E quando ho bisogno di essere “stronza” bevo in quella coi baffi, lui mi da sicurezza.

Quando serve calore e attenzione bevo in quella raku, cilindrica e ruvida, terrosa e concreta.
Se ho bisogno di lucidità uso il bicchierino di vetro, ne ho di tutti i tipi. Ma quello alto e sottile, un po’ dandy, lui sì che mi fa sentire bene.

Allora caffè sia.
Questa volta è di cicoria.
Non storcere il naso, è buono, è nero, è caldo. Non posso più bere il caffè, credo sia solo per un periodo.
Il rito della tazzina con liquido nero fumante funziona lo stesso.

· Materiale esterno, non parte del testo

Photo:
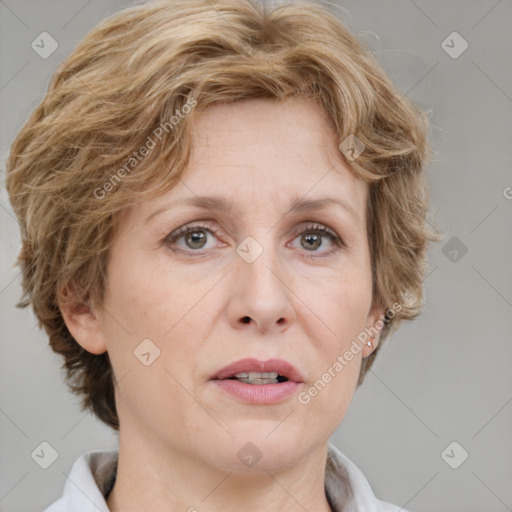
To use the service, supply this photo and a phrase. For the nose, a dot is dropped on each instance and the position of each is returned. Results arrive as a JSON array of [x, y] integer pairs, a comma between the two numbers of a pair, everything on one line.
[[259, 290]]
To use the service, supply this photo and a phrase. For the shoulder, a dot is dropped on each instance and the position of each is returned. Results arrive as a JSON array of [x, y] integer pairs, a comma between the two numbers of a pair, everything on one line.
[[86, 482], [348, 488]]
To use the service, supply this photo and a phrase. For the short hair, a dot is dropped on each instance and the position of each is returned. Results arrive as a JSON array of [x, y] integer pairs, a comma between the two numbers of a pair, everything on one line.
[[137, 81]]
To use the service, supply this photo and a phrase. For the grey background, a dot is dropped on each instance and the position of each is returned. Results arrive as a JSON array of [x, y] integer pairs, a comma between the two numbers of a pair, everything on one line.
[[442, 378]]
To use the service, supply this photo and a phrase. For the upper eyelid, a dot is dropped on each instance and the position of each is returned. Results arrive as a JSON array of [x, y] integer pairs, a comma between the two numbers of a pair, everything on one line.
[[210, 226]]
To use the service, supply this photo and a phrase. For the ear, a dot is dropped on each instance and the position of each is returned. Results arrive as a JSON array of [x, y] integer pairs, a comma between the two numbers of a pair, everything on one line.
[[82, 322], [374, 324]]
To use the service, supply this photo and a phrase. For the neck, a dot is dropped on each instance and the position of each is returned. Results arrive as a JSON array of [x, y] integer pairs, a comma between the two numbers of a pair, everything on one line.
[[179, 481]]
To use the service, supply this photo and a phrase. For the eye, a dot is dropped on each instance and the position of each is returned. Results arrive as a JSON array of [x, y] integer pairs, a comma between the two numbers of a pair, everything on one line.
[[195, 239], [312, 238], [195, 236]]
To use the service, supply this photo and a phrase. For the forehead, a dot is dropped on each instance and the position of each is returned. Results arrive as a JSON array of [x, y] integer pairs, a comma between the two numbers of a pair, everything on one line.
[[260, 155]]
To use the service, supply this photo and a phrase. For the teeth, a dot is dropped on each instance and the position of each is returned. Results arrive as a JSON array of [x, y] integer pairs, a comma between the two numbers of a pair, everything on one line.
[[257, 375]]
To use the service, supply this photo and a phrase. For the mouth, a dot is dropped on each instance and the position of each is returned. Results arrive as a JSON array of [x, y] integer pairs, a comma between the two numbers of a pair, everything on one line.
[[253, 371], [259, 382]]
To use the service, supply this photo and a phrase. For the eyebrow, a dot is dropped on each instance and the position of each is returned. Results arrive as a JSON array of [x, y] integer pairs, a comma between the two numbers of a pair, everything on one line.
[[221, 204]]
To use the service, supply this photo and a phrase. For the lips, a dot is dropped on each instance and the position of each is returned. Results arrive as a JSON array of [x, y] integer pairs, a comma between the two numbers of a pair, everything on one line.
[[283, 369]]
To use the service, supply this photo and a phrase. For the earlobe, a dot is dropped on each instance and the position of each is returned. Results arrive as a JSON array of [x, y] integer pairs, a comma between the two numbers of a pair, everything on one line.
[[373, 328], [83, 324]]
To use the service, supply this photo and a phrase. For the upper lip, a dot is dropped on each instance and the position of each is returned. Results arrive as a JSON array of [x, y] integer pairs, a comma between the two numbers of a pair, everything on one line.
[[280, 366]]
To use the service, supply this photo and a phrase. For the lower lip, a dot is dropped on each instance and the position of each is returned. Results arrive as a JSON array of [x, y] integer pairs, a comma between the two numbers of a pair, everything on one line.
[[259, 394]]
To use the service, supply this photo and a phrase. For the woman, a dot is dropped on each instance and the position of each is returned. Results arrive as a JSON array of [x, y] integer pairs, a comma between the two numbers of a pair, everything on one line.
[[223, 212]]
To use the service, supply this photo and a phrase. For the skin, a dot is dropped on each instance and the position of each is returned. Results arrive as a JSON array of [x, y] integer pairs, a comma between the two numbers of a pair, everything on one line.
[[179, 433]]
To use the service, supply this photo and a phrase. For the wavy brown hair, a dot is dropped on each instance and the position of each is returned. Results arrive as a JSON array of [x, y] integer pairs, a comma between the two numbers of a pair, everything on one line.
[[128, 78]]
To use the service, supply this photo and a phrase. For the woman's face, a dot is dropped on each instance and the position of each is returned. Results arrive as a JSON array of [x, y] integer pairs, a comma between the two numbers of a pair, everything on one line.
[[176, 307]]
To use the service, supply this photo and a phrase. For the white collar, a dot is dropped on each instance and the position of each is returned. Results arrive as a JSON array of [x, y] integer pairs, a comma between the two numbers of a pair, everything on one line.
[[346, 487]]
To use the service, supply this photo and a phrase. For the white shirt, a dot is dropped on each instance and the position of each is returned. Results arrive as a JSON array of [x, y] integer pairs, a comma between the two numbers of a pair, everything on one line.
[[346, 487]]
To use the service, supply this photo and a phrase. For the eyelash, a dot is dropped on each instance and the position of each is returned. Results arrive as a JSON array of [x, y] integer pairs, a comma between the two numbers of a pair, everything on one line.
[[314, 228]]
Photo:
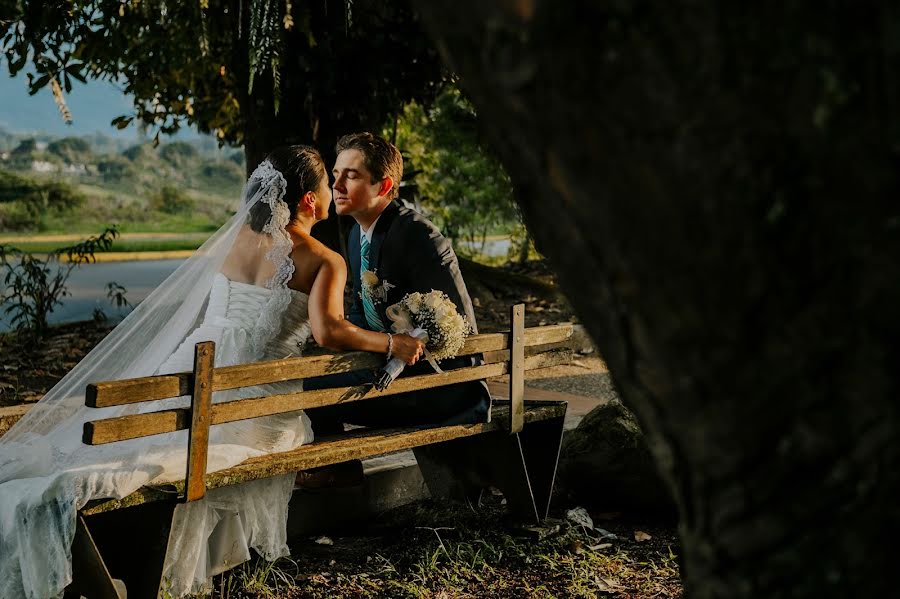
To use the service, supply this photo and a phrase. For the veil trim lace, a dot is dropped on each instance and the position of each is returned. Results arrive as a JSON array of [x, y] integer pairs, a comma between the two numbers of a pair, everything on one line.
[[272, 187]]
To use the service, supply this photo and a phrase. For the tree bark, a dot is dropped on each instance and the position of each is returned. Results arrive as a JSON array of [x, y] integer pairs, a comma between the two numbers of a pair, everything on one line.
[[717, 188]]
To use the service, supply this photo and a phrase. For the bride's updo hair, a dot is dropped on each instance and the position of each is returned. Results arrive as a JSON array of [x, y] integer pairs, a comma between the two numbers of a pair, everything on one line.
[[303, 169]]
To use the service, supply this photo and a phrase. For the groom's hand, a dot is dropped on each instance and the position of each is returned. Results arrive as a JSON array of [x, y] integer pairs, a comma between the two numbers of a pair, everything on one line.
[[407, 348]]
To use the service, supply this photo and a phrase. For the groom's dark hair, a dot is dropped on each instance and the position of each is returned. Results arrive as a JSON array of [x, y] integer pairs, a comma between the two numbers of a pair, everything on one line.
[[382, 158], [303, 169]]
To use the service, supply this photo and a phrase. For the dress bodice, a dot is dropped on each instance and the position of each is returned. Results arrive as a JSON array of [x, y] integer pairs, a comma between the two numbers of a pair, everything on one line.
[[238, 305]]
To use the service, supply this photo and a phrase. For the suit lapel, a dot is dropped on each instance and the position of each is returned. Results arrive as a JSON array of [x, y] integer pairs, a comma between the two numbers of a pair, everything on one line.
[[353, 251], [378, 235]]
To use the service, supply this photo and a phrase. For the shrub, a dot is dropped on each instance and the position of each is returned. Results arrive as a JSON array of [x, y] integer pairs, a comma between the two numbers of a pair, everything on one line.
[[34, 287], [27, 201]]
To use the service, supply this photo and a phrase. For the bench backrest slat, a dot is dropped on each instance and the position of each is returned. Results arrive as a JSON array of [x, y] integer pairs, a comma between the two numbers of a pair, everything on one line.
[[142, 425], [151, 388], [516, 368]]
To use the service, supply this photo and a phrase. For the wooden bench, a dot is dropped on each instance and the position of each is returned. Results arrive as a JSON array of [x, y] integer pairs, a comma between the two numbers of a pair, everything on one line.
[[516, 452]]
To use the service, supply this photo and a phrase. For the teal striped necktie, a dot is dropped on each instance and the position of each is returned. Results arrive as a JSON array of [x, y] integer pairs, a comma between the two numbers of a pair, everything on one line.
[[368, 307]]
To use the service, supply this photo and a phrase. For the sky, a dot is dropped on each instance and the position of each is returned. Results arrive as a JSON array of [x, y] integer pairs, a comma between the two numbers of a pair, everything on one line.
[[93, 105]]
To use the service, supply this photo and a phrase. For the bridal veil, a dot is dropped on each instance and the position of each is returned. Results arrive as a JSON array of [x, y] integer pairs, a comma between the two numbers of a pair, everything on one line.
[[47, 474]]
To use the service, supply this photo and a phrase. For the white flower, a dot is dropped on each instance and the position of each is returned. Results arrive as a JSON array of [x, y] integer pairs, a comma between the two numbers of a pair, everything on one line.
[[369, 278]]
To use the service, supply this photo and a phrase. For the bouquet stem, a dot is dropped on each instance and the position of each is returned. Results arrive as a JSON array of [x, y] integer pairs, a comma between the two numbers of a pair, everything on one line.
[[395, 366]]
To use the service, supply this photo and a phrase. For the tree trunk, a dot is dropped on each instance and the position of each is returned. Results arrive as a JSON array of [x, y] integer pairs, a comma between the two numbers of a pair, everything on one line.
[[716, 185]]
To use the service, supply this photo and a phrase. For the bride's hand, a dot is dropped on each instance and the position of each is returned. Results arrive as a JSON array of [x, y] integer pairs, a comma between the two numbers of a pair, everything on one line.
[[407, 348]]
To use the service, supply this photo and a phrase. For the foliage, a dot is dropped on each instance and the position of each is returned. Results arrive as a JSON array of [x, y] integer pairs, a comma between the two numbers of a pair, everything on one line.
[[26, 202], [171, 200], [228, 62], [33, 287], [462, 187]]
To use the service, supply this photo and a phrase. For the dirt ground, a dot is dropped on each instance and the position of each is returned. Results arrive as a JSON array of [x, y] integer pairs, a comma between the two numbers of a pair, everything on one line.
[[427, 549]]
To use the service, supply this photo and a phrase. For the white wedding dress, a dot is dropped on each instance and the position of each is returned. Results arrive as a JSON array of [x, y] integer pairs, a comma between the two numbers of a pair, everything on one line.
[[37, 512]]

Anche oggi, sola con la mia tazzina del giorno.
Sorseggio e guardo l’agenda, la lista delle cose elencate, il mio tentativo di essere organizzata.
Preparo le liste, organizzo le giornate e poi trasgredisco.
Non le seguo, mi perdo. Però guardarle mi rassicura. Un po’ come se le avessi già fatte le cose che ho scritto, o magari, chissà, se qualcuno le legge le farà. Tipo quelle cose magiche di parlare all’universo e lui esegue.
Va beh, sì. Io non ci credo troppo.

In effetti lo faccio non solo con le liste, con i corsi di inglese, con i corsi di tutto, con libri specialistici, con i trucchi, con con con.
Compro e archivio, come se il gesto dell’acquisto fosse la soluzione e non la partenza. Lo so, pare che saperlo aiuti a risolvere. Accadrà.
Un giorno eliminerò tanto e penserò che in fondo quel libro o quel “prime” (non ho ancora capito a cosa serve) abbia fatto il suo dovere. Ha occupato spazio, non è stato sprecato.

Da qualche tempo scrivo, solo dieci minuti con il caffè caldo che mi osserva.
Senza motivo.
Pensieri liberi in flusso libero, accompagnati dal primo caffè.
Il secondo caffè è nel primo pomeriggio. 
Scandisce la giornata. La mia vita è radicalmente cambiata dopo la pandemia.
Non stavo mai a casa e in quel periodo forzato ho imparato ad amarla.
A capire come gira il sole, dove arriva la mattina presto, dove mi scalda nel pomeriggio.
E io come un gatto lo inseguo.
Ho amato star sola, ho amato stare senza scarpe con i calzettoni caldi, il tè fumante, le pause e la luce.
Non ci rinuncio più.
Lavoro da qui, ordino, organizzo, rallento e accelero.

Ho persino ripreso a progettare. Sogni concreti. Lì a portata di mano.
Servo solo io e il liquido bollente.